On moving down the group from Li to Cs, there is increase in atomic size as well as atomic mass. But the increase in atomic mass is more and compensates the increase in atomic size. As a result, the densities (mass/volume) of alkali metals gradually increase from Li to Cs. K is lighter than Na due to increase in atomic size of K.

6. Electropositive or metallic character: All the alkali metals are strongly electropositive or metallic in character
Explanation: The electropositive character of an element is expressed in terms of the tendency of its atom to release electrons:
M   =====>    M⁺ + e^-
As alkali metals have low ionization enthalpies, their atoms readily lose their valence electron. These elements are, therefore, said to have strong electropositive or metallic character.
Since, the ionization energies decrease down the group, the electron releasing tendency or electropositive character is expected to increase down the group.

7. Oxidation states: All the alkali metals predominantly exhibit an oxidation state of +1 in their compounds.

Explanation: Alkali metals have only one electron in their valence shell and therefore can lose the single valence electron readily to acquire the stable configuration of a noble gas. Since the second ionization energies are very high, they cannot form divalent ions. Thus, alkali metals are univalent and form ionic compounds

8. Characteristic flame colouration: All the alkali metals and their salts impart characteristic flame colouration.
Explanation: Alkali metals have very low ionization enthalpies. The energy from the flame of Bunsen burner is sufficient to excite the electrons of alkali metals to higher energy levels.
Excited state is quite unstable and therefore when these excited electrons come back to their original energy levels, they emit extra energy, which falls in the visible region of the electromagnetic spectrum and thus appear coloured.
Characteristic flame colouration by different alkali metals can be explained on the basis of difference in amount of energy absorbed for excitation of the valence electron.

9. Photoelectric effect: Phenomenon of ejection of electrons when electromagnetic radiation of suitable frequency strikes metal surface is called photoelectric effect. Alkali metals exhibit photoelectric effect.
Explanation: Alkali metals have low ionization enthalpies and therefore, the electrons are easily ejected when exposed to light. Among alkali metals, caesium has lowest ionization enthalpy and hence it shows photoelectric effect to the maximum extent.

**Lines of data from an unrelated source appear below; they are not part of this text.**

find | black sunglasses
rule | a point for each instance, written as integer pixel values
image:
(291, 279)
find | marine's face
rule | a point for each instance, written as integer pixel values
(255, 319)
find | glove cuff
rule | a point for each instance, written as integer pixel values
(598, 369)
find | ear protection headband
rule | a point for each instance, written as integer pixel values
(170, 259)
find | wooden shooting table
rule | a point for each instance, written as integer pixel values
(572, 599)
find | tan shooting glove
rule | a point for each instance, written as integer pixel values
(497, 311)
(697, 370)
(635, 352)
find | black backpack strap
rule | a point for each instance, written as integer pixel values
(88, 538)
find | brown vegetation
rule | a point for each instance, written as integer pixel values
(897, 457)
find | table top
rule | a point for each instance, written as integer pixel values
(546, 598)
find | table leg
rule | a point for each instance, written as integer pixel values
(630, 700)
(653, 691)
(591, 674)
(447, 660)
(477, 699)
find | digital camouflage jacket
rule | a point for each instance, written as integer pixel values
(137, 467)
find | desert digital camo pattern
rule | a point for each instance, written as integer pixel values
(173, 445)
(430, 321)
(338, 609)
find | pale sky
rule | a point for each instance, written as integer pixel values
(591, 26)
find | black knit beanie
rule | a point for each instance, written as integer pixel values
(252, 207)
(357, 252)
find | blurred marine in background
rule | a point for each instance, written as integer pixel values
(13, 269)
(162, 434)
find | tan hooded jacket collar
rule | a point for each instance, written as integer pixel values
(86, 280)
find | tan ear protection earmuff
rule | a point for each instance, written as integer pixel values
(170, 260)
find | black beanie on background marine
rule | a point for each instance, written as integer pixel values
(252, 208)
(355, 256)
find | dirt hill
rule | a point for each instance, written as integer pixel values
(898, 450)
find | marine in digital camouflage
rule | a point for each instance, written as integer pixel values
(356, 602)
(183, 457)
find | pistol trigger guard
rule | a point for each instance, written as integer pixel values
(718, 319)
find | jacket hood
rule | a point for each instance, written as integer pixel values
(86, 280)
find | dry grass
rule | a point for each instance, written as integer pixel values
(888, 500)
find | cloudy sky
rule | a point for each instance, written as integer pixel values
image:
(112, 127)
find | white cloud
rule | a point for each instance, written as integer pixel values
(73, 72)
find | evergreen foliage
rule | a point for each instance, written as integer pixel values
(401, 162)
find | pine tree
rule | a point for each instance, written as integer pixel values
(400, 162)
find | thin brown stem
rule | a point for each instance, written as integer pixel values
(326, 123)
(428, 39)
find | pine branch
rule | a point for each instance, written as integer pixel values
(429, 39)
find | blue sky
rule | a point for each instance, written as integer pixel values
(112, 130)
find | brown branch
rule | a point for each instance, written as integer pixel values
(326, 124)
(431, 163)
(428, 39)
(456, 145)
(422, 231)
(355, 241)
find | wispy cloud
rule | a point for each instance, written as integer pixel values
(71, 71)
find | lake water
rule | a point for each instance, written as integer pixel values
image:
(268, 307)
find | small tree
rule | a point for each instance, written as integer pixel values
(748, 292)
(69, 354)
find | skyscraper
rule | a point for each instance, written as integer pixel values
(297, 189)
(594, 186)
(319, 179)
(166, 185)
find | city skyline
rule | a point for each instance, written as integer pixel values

10. Hydration of alkali metal ions: Alkali metal ions are highly hydrated.
Explanation: Smaller the size of the ion, the greater is the degree of hydration. Thus, Li⁺ ion gets much more hydrated than Na⁺ ion which is more hydrated than K ⁺ ion and so on. Therefore, the extent of hydration decreases from Li⁺ to Cs⁺. As a result of larger hydration of Li⁺ ion than Na⁺ ion, the effective size of hydrated Li⁺ ion is more than that of hydrated Na⁺ ion.
Hydrated ionic radii decrease in the order: Li⁺ > Na⁺ > K ⁺ > Rb⁺ > Cs⁺
Due to extensive hydration, Li⁺ ion has lowest mobility in water.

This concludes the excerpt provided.